Soon, however, custom requires that he invite Biden to the White House for a photo op and order his team to cooperate with the incoming administration. Barack Obama bit his lip and did it with Trump in 2016, and Trump should graciously pass the baton to Biden.

It won’t be pleasant, but the president would be doing no ­favors to himself, his supporters and his future if he lets resentment rule his final actions as president. An election is supposed to give the country a needed respite from the hostilities of the campaign.

Of course, when Trump was elected, that respite was shorter than the blink of an eye. His many grievances against Democrats, Big Media and Big Tech are valid and a fair history must reflect that his enormous policy successes came despite unfair and un-American assaults on his legitimacy.

In that regard, he sees the election results as just the concluding act of a confederacy against him that began with the Obama-Biden administration’s corrupting of the FBI and CIA to spy on him in 2016 and tip the election to Hillary Clinton. That effort gave birth to the Russia, Russia, Russia narrative that wasn’t fully revealed as false until the probe of Special Counsel Robert Mueller finally concluded in 2019.

President Trump has already cemented his legacy as a Republican who united enthusiastic Americans across all races and backgrounds.
President Trump has already cemented his legacy as a Republican who united enthusiastic Americans across all races and backgrounds.Stephen Yang

“It’s amazing but nothing happened to [Jim] Comey and [Andrew] McCabe, even though they were caught cold,” he said of the disgraced former FBI leaders.

“Then this, the greatest theft in the history of America. And ­everybody knows it.”

He complained about polls that had him losing battleground states by big margins, calling them “suppression polls” because they discouraged donors as well as voters.

“These weren’t accidents or bad pollsters,” Trump said. “These are corrupt institutions,” and he singled out ABC and The Washington Post.

He didn’t even mention the partisan impeachment, making him just the third president to face such infamy. At the time it seemed the most outrageous act of all, but in the end it was just part of a reprehensible pattern of dirty tricks.

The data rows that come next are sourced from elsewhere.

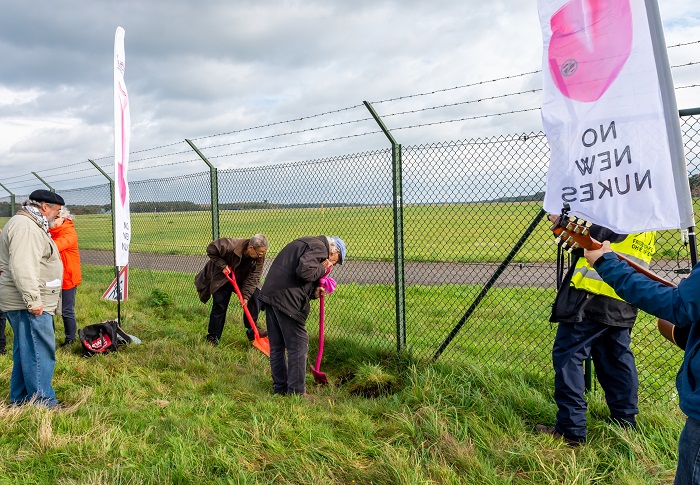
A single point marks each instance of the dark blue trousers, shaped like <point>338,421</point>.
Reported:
<point>289,344</point>
<point>614,368</point>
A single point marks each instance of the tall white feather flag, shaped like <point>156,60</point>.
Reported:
<point>122,132</point>
<point>610,115</point>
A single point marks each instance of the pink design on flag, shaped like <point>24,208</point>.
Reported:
<point>591,41</point>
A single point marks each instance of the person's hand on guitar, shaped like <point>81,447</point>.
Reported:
<point>592,255</point>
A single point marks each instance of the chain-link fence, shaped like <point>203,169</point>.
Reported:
<point>473,281</point>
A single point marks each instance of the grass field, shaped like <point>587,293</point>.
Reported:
<point>448,232</point>
<point>176,410</point>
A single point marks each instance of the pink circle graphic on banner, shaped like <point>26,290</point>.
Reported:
<point>591,41</point>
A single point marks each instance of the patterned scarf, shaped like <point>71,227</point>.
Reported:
<point>36,214</point>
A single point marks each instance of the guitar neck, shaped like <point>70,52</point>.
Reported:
<point>644,271</point>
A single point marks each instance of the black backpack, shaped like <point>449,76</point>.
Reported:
<point>102,338</point>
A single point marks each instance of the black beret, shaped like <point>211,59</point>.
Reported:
<point>43,195</point>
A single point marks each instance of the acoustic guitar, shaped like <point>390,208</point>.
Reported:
<point>574,233</point>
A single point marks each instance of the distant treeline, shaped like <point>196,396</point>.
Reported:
<point>538,197</point>
<point>185,206</point>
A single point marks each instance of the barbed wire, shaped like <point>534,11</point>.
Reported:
<point>339,110</point>
<point>280,122</point>
<point>685,43</point>
<point>467,118</point>
<point>167,164</point>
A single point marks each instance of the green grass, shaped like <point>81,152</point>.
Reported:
<point>176,410</point>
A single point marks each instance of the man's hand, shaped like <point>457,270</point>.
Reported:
<point>36,311</point>
<point>593,255</point>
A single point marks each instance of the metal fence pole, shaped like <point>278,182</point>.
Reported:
<point>214,181</point>
<point>44,182</point>
<point>501,268</point>
<point>12,200</point>
<point>691,230</point>
<point>114,232</point>
<point>398,233</point>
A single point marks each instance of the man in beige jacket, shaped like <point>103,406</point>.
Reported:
<point>30,288</point>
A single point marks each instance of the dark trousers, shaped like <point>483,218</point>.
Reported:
<point>3,322</point>
<point>614,367</point>
<point>289,344</point>
<point>68,312</point>
<point>221,299</point>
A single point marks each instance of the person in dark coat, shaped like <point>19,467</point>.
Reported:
<point>680,306</point>
<point>291,283</point>
<point>594,321</point>
<point>245,257</point>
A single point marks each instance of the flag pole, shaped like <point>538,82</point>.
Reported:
<point>673,127</point>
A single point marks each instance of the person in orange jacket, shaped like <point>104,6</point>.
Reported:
<point>65,237</point>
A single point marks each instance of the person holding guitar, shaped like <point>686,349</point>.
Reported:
<point>594,321</point>
<point>680,306</point>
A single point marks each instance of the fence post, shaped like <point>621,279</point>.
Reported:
<point>44,182</point>
<point>114,233</point>
<point>12,200</point>
<point>398,233</point>
<point>214,181</point>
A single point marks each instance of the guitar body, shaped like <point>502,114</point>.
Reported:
<point>574,233</point>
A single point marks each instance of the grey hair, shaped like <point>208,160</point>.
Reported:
<point>37,204</point>
<point>65,213</point>
<point>259,241</point>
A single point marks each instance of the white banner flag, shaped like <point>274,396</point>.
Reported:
<point>122,130</point>
<point>608,111</point>
<point>122,285</point>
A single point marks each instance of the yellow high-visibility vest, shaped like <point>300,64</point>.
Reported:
<point>637,247</point>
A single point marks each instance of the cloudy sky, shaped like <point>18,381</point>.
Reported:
<point>222,67</point>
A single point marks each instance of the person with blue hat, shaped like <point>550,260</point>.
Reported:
<point>291,283</point>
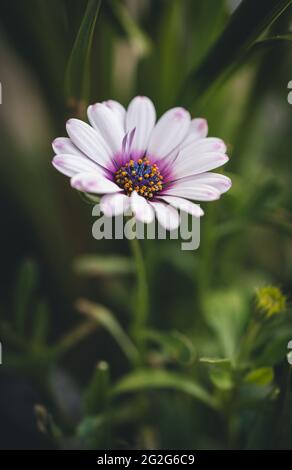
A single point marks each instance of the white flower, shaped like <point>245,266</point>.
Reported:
<point>134,162</point>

Almost as an afterthought, Trump brought up the way most of the media ignored The Post’s exclusive reporting on the bombshell e-mails on Hunter Biden’s laptop that implicate Joe Biden in his son’s business schemes.

“They didn’t even report all the crimes of the Biden family,” Trump said. “If I did any of that . . .”

Assessing the full impact of his presidency will be the work of future historians, but there is no doubt that Trump, warts and all, was a smashing success in fulfilling the fundamental purpose of his election.

He brought a much-needed course correction to Washington and remade the Republican Party. His economic populism is turning the GOP into a multiracial, multiethnic party of working-class strivers and America Firsters while forcing Dems to choose between the radical far left and the remnants of traditional liberals.

Whatever the president decides about his personal future, Trumpism lives. That alone is conclusive proof that Donald Trump was a hugely consequential president whose policies made life better for millions and millions of ­Americans.